Dangote also revisited the failed 2007 sale of Nigeria’s refineries, saying he and his partners had purchased the assets under President Olusegun Obasanjo but were compelled to return them after President Umaru Musa Yar’Adua reversed the decision. “As of today, $18 billion has been spent on those refineries and they are still not working. I doubt they ever will,” he said.
However, the Group Chief Executive Officer of the Nigerian National Petroleum Company Limited (NNPC), Bayo Ojulari, countered Dangote’s pessimism, insisting that the Port Harcourt, Warri, and Kaduna refineries will soon resume operations.
Ojulari disclosed that NNPC is conducting a “Technical and Commercial Review” to decide whether to overhaul or repurpose the facilities for sustainability. He said the review would determine the most viable route toward restoring the plants’ operational and commercial viability.
Calls for privatisation have intensified in recent months following repeated shutdowns of NNPC’s refineries despite heavy spending on their rehabilitation.

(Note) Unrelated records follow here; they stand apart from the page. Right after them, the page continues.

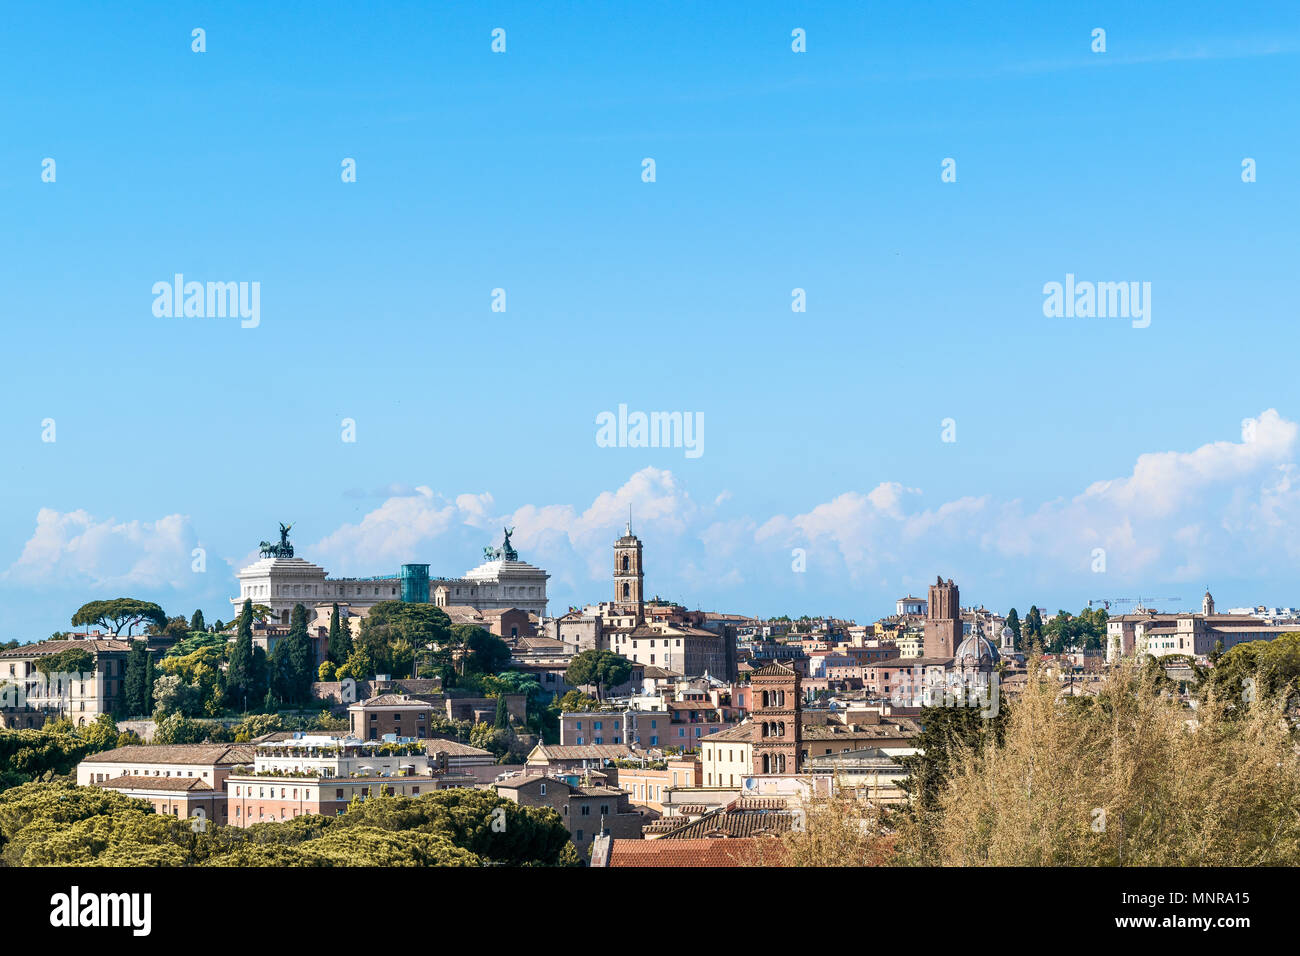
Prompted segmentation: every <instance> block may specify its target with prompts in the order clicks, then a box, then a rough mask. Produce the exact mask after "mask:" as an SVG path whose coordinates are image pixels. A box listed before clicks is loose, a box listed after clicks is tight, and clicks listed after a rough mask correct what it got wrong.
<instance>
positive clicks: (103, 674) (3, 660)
mask: <svg viewBox="0 0 1300 956" xmlns="http://www.w3.org/2000/svg"><path fill="white" fill-rule="evenodd" d="M65 650H85V652H86V653H87V654H90V657H91V667H90V669H88V670H86V671H78V672H77V674H49V675H48V676H47V675H45V674H42V672H40V669H39V667H38V665H39V662H40V661H42V658H45V657H49V656H51V654H59V653H62V652H65ZM130 650H131V644H130V641H125V640H109V639H103V637H98V636H92V637H81V639H72V640H48V641H40V643H39V644H25V645H21V646H17V648H10V649H8V650H0V727H8V728H10V730H16V728H26V727H40V726H43V724H44V723H45V718H48V717H66V718H68V719H69V721H72V722H73V723H74V724H75V726H78V727H85V726H86V724H87V723H94V722H95V718H96V717H99V715H100V714H112V713H114V711H117V710H118V708H120V705H121V702H122V695H123V684H125V680H126V658H127V654H130Z"/></svg>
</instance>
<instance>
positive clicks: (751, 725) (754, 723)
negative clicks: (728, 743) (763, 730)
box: [699, 721, 758, 744]
mask: <svg viewBox="0 0 1300 956" xmlns="http://www.w3.org/2000/svg"><path fill="white" fill-rule="evenodd" d="M757 726H758V724H755V723H754V722H753V721H746V722H745V723H737V724H736V726H735V727H728V728H727V730H720V731H718V732H716V734H707V735H705V736H702V737H699V739H701V740H702V741H703V743H706V744H716V743H731V741H733V740H735V741H741V743H749V741H751V740H753V739H754V727H757Z"/></svg>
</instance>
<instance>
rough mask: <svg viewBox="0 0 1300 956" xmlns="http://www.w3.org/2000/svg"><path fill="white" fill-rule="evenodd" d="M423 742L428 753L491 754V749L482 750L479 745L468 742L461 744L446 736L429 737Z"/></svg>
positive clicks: (457, 754) (479, 755) (449, 755)
mask: <svg viewBox="0 0 1300 956" xmlns="http://www.w3.org/2000/svg"><path fill="white" fill-rule="evenodd" d="M425 744H426V749H428V750H429V753H446V754H447V756H448V757H490V756H491V750H484V749H482V748H480V747H471V745H469V744H463V743H460V741H459V740H448V739H447V737H429V739H428V740H426V741H425Z"/></svg>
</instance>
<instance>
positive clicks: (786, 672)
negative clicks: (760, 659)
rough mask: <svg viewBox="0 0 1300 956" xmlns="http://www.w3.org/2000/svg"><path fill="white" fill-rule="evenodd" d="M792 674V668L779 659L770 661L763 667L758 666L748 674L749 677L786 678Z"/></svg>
mask: <svg viewBox="0 0 1300 956" xmlns="http://www.w3.org/2000/svg"><path fill="white" fill-rule="evenodd" d="M793 674H794V669H793V667H789V666H787V665H784V663H781V662H780V661H772V662H771V663H768V665H764V666H763V667H759V669H758V670H757V671H754V672H753V674H751V675H750V676H751V678H788V676H792V675H793Z"/></svg>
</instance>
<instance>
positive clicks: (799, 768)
mask: <svg viewBox="0 0 1300 956" xmlns="http://www.w3.org/2000/svg"><path fill="white" fill-rule="evenodd" d="M749 680H750V687H751V688H753V691H751V693H753V705H751V708H750V714H751V719H753V722H754V736H753V741H754V774H755V775H764V774H797V773H798V771H800V747H801V745H802V743H803V732H802V728H801V726H800V719H801V718H802V714H803V705H802V701H801V700H800V675H798V671H796V670H794V669H793V667H790V666H789V665H785V663H781V662H779V661H774V662H772V663H770V665H767V666H766V667H761V669H758V670H757V671H754V672H753V674H750V678H749Z"/></svg>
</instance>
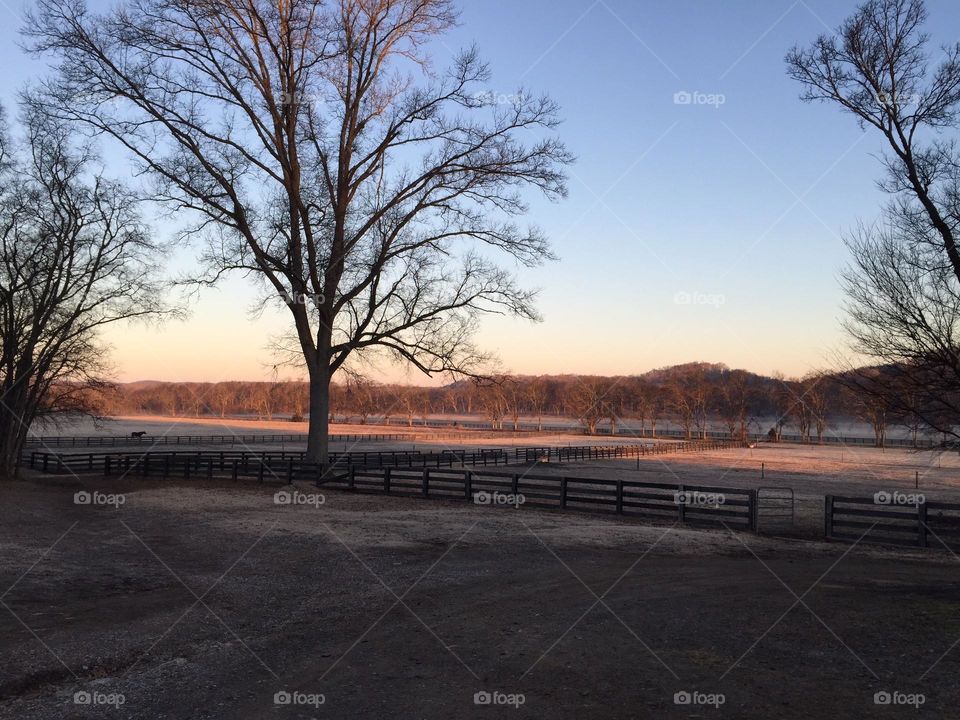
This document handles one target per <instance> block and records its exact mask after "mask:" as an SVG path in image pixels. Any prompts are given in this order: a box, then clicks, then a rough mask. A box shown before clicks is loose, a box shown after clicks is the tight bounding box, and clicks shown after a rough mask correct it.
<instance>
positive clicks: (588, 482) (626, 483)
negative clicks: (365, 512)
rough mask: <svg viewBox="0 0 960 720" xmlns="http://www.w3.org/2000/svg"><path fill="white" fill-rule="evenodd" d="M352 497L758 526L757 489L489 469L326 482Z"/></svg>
mask: <svg viewBox="0 0 960 720" xmlns="http://www.w3.org/2000/svg"><path fill="white" fill-rule="evenodd" d="M324 484H325V485H331V486H334V487H343V488H346V489H350V490H353V491H357V492H367V493H380V494H389V495H405V496H412V497H431V498H441V499H443V498H445V499H461V500H466V501H468V502H473V503H476V504H478V505H505V506H511V505H512V506H517V507H519V506H523V507H538V508H549V509H554V510H578V511H584V512H599V513H611V514H616V515H624V516H631V517H643V518H647V519H655V520H662V521H666V522H682V523H687V524H713V525H716V524H723V525H725V526H727V527H729V528H730V529H735V530H748V531H753V530H755V528H756V522H757V510H756V508H757V494H756V491H754V490H745V489H743V488H726V487H713V486H703V485H673V484H666V483H647V482H634V481H631V480H610V479H602V478H584V477H572V476H567V475H563V476H556V475H532V474H526V473H510V472H502V471H493V470H477V469H471V470H455V469H452V468H447V469H441V470H436V469H432V468H423V469H422V470H419V471H416V470H409V469H400V468H391V467H384V468H379V469H370V468H367V469H363V468H356V467H351V468H349V469H348V471H347V472H346V473H344V474H338V475H337V476H335V477H331V478H330V479H328V480H327V481H326V482H325V483H324Z"/></svg>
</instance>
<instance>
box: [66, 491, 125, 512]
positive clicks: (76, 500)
mask: <svg viewBox="0 0 960 720" xmlns="http://www.w3.org/2000/svg"><path fill="white" fill-rule="evenodd" d="M126 501H127V498H126V496H125V495H121V494H120V493H102V492H99V491H97V490H94V491H93V492H88V491H87V490H81V491H80V492H76V493H74V494H73V504H74V505H108V506H110V507H114V508H119V507H120V506H121V505H123V504H124V503H125V502H126Z"/></svg>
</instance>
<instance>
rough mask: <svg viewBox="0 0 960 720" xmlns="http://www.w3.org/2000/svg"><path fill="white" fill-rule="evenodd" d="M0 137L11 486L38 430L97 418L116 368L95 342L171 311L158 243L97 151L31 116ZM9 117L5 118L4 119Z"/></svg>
mask: <svg viewBox="0 0 960 720" xmlns="http://www.w3.org/2000/svg"><path fill="white" fill-rule="evenodd" d="M25 118H26V119H25V128H24V129H25V135H26V137H25V138H24V140H23V141H22V144H21V145H20V147H18V148H14V147H13V145H12V141H11V140H10V139H9V138H7V137H6V134H7V133H6V131H5V129H4V130H2V131H0V134H2V135H3V139H2V140H0V463H2V467H0V473H2V474H3V476H4V477H8V478H9V477H13V476H14V475H15V474H16V471H17V462H18V459H19V456H20V451H21V449H22V448H23V444H24V441H25V440H26V438H27V434H28V432H29V430H30V426H31V425H32V424H33V423H35V422H36V421H37V420H39V419H42V418H44V417H49V416H52V415H55V414H57V413H64V412H85V411H86V412H89V411H90V410H91V407H90V404H89V402H90V399H91V396H90V394H89V390H90V389H91V388H102V387H104V386H105V384H106V383H105V380H104V379H103V378H104V375H105V373H106V372H107V371H108V368H107V366H106V364H105V362H104V361H103V353H104V350H103V348H102V347H101V346H100V344H99V343H98V333H99V331H100V330H101V329H102V328H104V327H105V326H108V325H111V324H114V323H116V322H119V321H122V320H128V319H132V318H143V317H147V316H151V315H157V314H159V313H161V312H162V308H161V304H160V295H159V286H158V283H157V282H156V273H155V260H156V255H155V250H156V248H155V246H154V245H153V244H152V242H151V240H150V236H149V233H148V231H147V229H146V227H145V226H144V225H143V223H142V222H141V219H140V217H139V216H138V214H137V211H136V207H137V203H136V202H135V200H134V198H133V197H132V196H131V194H130V193H129V192H128V191H127V190H126V189H125V188H124V187H123V186H122V185H120V184H118V183H116V182H113V181H111V180H109V179H108V178H107V177H106V176H104V174H103V173H102V172H101V171H100V170H98V168H97V159H96V156H95V154H94V153H93V150H92V148H90V147H89V146H84V145H80V144H77V143H76V142H75V138H74V137H72V135H71V133H70V132H69V130H68V129H67V128H66V127H65V126H64V125H62V124H60V123H57V122H55V121H53V120H51V119H50V118H48V117H45V116H43V115H42V114H39V113H36V112H33V111H30V110H29V109H28V110H27V111H26V115H25ZM0 119H2V114H0Z"/></svg>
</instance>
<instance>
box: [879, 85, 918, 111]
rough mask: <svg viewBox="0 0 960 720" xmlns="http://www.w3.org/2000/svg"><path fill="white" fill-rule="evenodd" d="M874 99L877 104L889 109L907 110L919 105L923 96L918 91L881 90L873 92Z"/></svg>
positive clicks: (880, 106)
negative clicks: (883, 90)
mask: <svg viewBox="0 0 960 720" xmlns="http://www.w3.org/2000/svg"><path fill="white" fill-rule="evenodd" d="M873 99H874V100H875V101H876V103H877V105H879V106H880V107H882V108H886V109H887V110H895V109H896V110H905V109H907V108H915V107H917V106H918V105H919V104H920V103H921V102H922V101H923V96H922V95H919V94H918V93H892V92H884V91H882V90H881V91H880V92H875V93H874V94H873Z"/></svg>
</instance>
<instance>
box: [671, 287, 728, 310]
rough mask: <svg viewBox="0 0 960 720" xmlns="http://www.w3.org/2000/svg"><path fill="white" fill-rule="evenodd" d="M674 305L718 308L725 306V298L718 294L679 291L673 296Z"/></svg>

Between 2021 and 2023, the government reportedly approved more than $2.8 billion for repairs, yet the facilities remain idle.
The NNPC maintains that the ongoing assessment will usher in “a new era” for the refining sector, with plans to engage international technical partners to transform the facilities into globally competitive assets.
Meanwhile, Dangote’s refinery, which began operations earlier this year, is expected to meet Nigeria’s total fuel demand and position the country as a net exporter of refined products within the next three years.